Face à la crise du pétrole, l’aumône sociale
Pour calmer les marins pêcheurs et d’autres professions sensibles au coût
du gazole, le gouvernement distribue des compensations financières, sans prendre en compte une crise pétrolière mondiale qui n’en est qu’à ses débuts. Un dossier à lire dans la rubrique « Écologie ».
dans l’hebdo N° 1005 Acheter ce numéro
Ca y est, l’actualité a fourni à Nicolas Sarkozy son cheval de bataille pour les six mois de la présidence française de l’Union européenne, qui démarre le 1er juillet : ce sera le projet d’un plafonnement de la TVA sur les carburants au-delà d’un certain niveau de prix.
Partie de France, la colère des marins pêcheurs étranglés par le prix du gazole s’est en effet étendue à l’Espagne, à l’Italie, au Portugal, au Royaume-Uni, etc. Des grèves illimitées étaient en cours depuis vendredi dans certains ports du sud de l’Europe. Les routiers, les chauffeurs de taxi et les agriculteurs ont pris le relais, bloquant routes et dépôts de carburant.

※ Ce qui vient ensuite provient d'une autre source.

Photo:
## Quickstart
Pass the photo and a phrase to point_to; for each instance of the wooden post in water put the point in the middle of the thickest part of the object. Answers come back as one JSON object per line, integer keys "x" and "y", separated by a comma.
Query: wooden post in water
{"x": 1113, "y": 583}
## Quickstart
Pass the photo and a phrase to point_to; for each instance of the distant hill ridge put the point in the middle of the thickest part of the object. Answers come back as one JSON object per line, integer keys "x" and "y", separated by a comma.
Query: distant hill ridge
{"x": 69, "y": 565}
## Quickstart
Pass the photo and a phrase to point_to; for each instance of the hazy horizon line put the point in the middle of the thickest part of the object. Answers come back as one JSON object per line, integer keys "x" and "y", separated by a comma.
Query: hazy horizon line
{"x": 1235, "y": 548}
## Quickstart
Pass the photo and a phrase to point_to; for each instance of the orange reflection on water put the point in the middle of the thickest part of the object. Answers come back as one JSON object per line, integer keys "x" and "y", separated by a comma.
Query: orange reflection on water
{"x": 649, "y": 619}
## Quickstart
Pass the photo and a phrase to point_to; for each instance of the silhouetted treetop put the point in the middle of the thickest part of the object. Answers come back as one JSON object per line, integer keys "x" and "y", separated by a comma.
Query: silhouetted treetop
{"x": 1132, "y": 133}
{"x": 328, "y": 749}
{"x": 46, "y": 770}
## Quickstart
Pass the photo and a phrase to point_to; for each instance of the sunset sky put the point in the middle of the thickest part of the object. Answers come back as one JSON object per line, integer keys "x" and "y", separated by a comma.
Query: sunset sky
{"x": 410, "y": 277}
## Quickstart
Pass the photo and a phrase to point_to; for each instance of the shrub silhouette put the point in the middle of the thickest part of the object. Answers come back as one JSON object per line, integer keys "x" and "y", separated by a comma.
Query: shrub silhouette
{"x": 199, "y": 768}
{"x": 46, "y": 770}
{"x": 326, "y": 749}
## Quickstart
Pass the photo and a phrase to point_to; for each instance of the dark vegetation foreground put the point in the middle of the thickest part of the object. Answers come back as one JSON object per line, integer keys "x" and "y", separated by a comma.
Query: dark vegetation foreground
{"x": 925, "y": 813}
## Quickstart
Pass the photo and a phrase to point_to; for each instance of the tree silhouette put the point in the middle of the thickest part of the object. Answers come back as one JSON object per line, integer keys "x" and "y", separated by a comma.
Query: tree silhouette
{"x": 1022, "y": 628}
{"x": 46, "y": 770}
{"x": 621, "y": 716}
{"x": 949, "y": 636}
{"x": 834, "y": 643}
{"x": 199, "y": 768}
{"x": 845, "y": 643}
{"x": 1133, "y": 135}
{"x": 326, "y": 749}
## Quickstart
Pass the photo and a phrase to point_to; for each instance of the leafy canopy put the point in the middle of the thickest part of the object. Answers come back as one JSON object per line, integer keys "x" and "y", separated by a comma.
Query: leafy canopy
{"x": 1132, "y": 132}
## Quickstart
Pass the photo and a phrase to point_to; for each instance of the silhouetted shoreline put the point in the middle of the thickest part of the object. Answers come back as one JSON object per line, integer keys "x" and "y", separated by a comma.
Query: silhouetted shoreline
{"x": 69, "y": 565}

Nicolas Sarkozy discute avec des marins pêcheurs à Boulogne-sur-Mer.
Charlet/AFP
La proposition française n’a pourtant qu’un espoir très minime d’aboutir : il faudrait l’unanimité des~27. Bruxelles et certains gouvernements l’ont déjà critiquée : c’est un «mauvais signal» envoyé aux pays producteurs — qui en profiteraient pour augmenter leurs prix — et aux consommateurs, qui seraient encore moins incités à réduire leur consommation.
«Dès que quelqu’un propose une idée en Europe, c’est le scepticisme qui l’emporte d’abord.» Popularité toujours au plus bas, le président français a bondi sur ce rôle sur mesure : défenseur des gens «affolés quand ils vont faire le plein à la pompe», et pourfendeur des immobilismes.
En France, les professions absolument dépendantes des carburants se sont rapidement mobilisées pour réclamer leur part d’aide, après que les marins pêcheurs ont obtenu du Président la baisse du coût du gazole de 0,75~euro/l (son niveau du marché) à 0,4~euro/l. Devant le risque de voir s’ouvrir une boîte de Pandore, le gouvernement a décidé de créer un fonds d’aide alimenté par les recettes de la TVA sur les carburants. Là encore, aucune garantie de succès ou d’efficacité à terme : si la hausse du pétrole a fourni des recettes supplémentaires de TVA au premier trimestre –~169~millions d’euros –, l’excédent fiscal disponible est notamment dépendant… du dynamisme de la consommation nationale de carburant : son fléchissement, l’an dernier, avait réduit de 359~millions d’euros les recettes de l’État par rapport aux prévisions ! Éric Woerth, ministre du Budget, a beau jeu d’annoncer la «transparence» sur ce pseudo-pactole : elle permettra aussi d’expliquer qu’il n’y a plus rien à redistribuer si la «manne» vient à fondre.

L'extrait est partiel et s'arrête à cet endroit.